Operational health checks

Liveness:

  • Can you open a WebSocket to the gateway port?
  • Does a connect request get a hello-ok response?

Readiness:

  • Does health return ok: true?
  • Is your main messaging channel linked? (check linkChannel in health payload)

Monitoring:

  • Subscribe to presence events—if you stop getting updates, something’s wrong
  • Watch for shutdown events (planned restarts vs. crashes)
  • Check status for agent queue depth and error counts

Security posture

  • Bind to localhost by default (127.0.0.1:18789)—only local processes can connect
  • Auth required even on loopback—no unauthenticated access
  • Use Tailscale Serve for remote access (identity-based auth, encrypted tunnel)
  • Avoid public exposure—don’t bind to 0.0.0.0 without strong auth and a firewall

When you do need remote access:

  • Tailscale Serve/Funnel (preferred)
  • SSH tunnel (fallback)
  • VPN (wireguard, etc.)

Never expose the gateway port directly to the internet.

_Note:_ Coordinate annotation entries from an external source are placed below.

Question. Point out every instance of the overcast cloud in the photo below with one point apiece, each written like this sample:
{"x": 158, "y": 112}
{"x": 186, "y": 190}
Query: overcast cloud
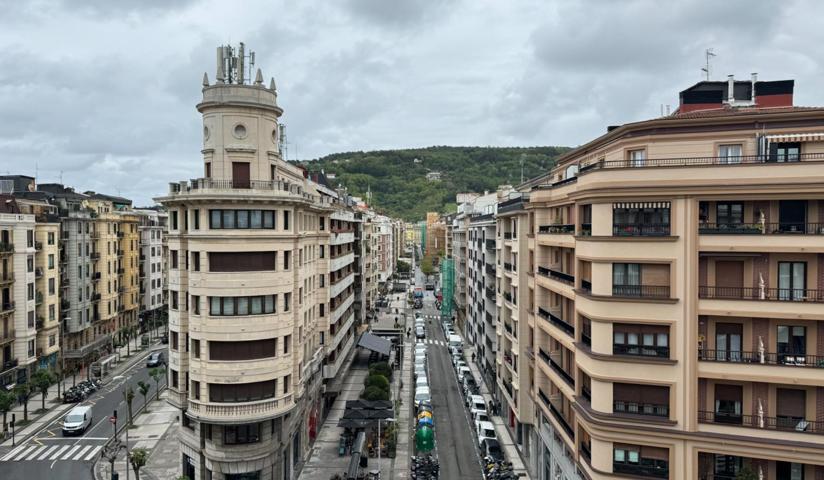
{"x": 102, "y": 93}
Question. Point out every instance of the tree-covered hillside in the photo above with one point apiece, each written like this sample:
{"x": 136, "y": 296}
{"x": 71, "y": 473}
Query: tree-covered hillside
{"x": 397, "y": 178}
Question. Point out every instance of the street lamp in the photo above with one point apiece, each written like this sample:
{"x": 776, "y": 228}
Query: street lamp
{"x": 379, "y": 441}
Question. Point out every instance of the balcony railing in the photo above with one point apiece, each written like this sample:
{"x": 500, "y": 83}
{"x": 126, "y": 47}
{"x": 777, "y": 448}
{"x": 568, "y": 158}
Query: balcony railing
{"x": 640, "y": 350}
{"x": 767, "y": 358}
{"x": 556, "y": 275}
{"x": 788, "y": 424}
{"x": 694, "y": 161}
{"x": 758, "y": 293}
{"x": 645, "y": 291}
{"x": 640, "y": 230}
{"x": 635, "y": 408}
{"x": 551, "y": 318}
{"x": 789, "y": 228}
{"x": 558, "y": 228}
{"x": 653, "y": 468}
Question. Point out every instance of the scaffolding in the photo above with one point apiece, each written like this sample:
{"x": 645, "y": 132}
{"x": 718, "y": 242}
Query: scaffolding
{"x": 447, "y": 286}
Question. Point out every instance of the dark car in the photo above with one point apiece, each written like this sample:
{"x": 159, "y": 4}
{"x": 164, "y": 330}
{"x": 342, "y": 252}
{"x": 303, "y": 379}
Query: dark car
{"x": 156, "y": 359}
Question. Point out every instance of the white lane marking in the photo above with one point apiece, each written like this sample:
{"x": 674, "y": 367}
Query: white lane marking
{"x": 59, "y": 452}
{"x": 93, "y": 453}
{"x": 22, "y": 448}
{"x": 81, "y": 452}
{"x": 70, "y": 452}
{"x": 32, "y": 455}
{"x": 46, "y": 453}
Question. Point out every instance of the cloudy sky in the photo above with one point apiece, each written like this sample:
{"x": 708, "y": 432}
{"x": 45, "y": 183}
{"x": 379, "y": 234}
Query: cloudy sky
{"x": 102, "y": 93}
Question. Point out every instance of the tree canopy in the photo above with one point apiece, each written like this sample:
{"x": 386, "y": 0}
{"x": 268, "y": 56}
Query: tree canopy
{"x": 397, "y": 178}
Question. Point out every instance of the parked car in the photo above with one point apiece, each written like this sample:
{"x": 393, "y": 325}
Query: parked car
{"x": 156, "y": 359}
{"x": 485, "y": 430}
{"x": 78, "y": 420}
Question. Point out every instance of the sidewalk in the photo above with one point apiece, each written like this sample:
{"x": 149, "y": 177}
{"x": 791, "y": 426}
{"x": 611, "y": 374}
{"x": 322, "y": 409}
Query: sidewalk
{"x": 155, "y": 431}
{"x": 55, "y": 406}
{"x": 503, "y": 433}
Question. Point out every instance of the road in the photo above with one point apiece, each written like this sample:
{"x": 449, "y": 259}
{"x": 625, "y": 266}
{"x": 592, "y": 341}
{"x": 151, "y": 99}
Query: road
{"x": 49, "y": 455}
{"x": 455, "y": 442}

See Security for threat models and hardening checklists.

Troubleshooting

Gateway won’t start:

  • Check if the port is already in use: lsof -i :18789
  • Use moltbot gateway --force to kill existing listeners
  • Check logs: moltbot logs or ~/.clawdbot/logs/gateway.log

Can’t connect from CLI:

  • Verify the gateway is running: moltbot gateway status
  • Check auth token matches: echo $CLAWDBOT_GATEWAY_TOKEN
  • Try connecting with explicit URL: moltbot --url ws://127.0.0.1:18789 status

Channel not linked:

  • WhatsApp: run moltbot setup and scan the QR code
  • Telegram: check channels.telegram.accounts and verify the bot token
  • Run moltbot doctor for a health audit

See Troubleshooting for the full runbook.